La dimissione avviene di solito e senza “forzature”in tempi ragionevoli.
 il secondo tipo che in Veneto corrisponde alle CTRP, si occupa dei pazienti più gravi e che necessitano di un
più lungo e protetto lavoro di cura e ri-abilitazione e che propone progetti riabilitavi intensivi.

Il terzo tipo è destinato ad accogliere quei pazienti che o non riescono a recuperare neppure dopo molti anni
di trattamento in CTRP una sufficiente autonomia tale da consentire loro di tornare a vivere in società o che si
ammalano di patologie organiche. Per loro, dopo aver terminato il trattamento nella CTRP, è utile
l’accoglimento in una CT estensiva che preveda programmi ri-abilitativi specifici e meno attivanti,
maggiormente orientata alla stabilizzazione e all’assistenza e che consenta permanenze a più lungo termine
 4° tipo. E’ importante potersi avvalere al termine del percorso riabilitativo dell’inserimento in appartamenti a
grado variabile di protezione (da poche ore la settimana a interventi giornalieri) per coloro che, dopo aver
conseguita una discreta autonomia ed equilibrio psicopatologico, non possono o non è opportuno che
facciano ritorno in famiglia. Nella nostra esperienza questi appartamenti vengono gestiti in stretta
collaborazione con il Centro Diurno e/o il CSM.

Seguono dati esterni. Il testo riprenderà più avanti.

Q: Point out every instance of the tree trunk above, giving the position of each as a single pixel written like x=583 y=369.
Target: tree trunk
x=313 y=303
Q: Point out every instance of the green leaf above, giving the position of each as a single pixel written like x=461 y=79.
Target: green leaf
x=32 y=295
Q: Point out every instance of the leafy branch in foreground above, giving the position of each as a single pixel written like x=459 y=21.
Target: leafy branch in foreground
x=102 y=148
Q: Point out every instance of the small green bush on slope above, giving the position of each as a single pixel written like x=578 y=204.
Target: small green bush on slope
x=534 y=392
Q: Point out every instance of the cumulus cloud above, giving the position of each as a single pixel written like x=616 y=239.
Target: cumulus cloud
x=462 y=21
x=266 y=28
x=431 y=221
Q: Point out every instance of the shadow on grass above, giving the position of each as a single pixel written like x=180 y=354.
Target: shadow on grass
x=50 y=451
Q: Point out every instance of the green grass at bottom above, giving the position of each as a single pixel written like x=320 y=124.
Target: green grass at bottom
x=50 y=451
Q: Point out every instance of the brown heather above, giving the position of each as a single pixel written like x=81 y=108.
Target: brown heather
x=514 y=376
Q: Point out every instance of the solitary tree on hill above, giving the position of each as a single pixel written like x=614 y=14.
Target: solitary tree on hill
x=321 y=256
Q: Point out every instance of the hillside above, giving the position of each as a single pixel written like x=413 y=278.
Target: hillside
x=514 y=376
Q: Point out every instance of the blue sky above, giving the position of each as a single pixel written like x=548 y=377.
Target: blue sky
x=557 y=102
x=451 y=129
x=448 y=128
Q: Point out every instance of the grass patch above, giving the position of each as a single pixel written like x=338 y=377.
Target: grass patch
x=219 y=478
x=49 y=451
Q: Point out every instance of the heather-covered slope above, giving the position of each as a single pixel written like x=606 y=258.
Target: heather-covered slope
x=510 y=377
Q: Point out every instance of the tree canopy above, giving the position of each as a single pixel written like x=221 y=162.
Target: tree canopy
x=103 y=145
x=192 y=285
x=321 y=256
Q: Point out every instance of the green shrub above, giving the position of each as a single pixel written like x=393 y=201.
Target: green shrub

 esiste poi la necessità di realizzare delle CT specializzate: doppia diagnosi, adolescenti, DCA, dimessi dagli
OPG….
E’evidente che, data la complessa articolazione dei servizi territoriali, pubblico e privato si debbano parlare
continuamente e che si dividano i compiti. Non nascondiamoci tuttavia che ci stiamo muovendo su un terreno che si è
dimostrato essere insidioso: da un lato possiamo avere alcuni servizi pubblici che tendono a delegare, dall’altro lato vi
sono alcune CT private che fanno della “vita insieme” motivo della loro stessa esistenza e che considerano il paziente
un nuovo componente della propria Casa Famiglia o del proprio Focolare. Molte CT sono riluttanti a dimettere l’ospite
che ormai è (faticosamente) stabilizzato e con il quale si è creato una relazione positiva, in cambio di un nuovo accolto
sconosciuto e forse più complicato da trattare.
In sintesi, considerata la complessità e il costo delle cure dei pazienti gravi ci vengono richiesti un’attenzione e un
ripensamento delle nostre organizzazioni all’interno dei dipartimenti e fra pubblico e privato. La via che propongo è
quella di aumentare le sinergie e la integrazione dei servizi. Ci aiuterà senz’altro riuscire a liberarci dalle ideologie e dai
pregiudizi del tipo: Manicomio SI o Manicomio NO o la cronicità esiste o non esiste, discussioni interminabili ed oziose
che per tanti anni ci hanno ostacolato nel mettere assieme le risorse e le energie.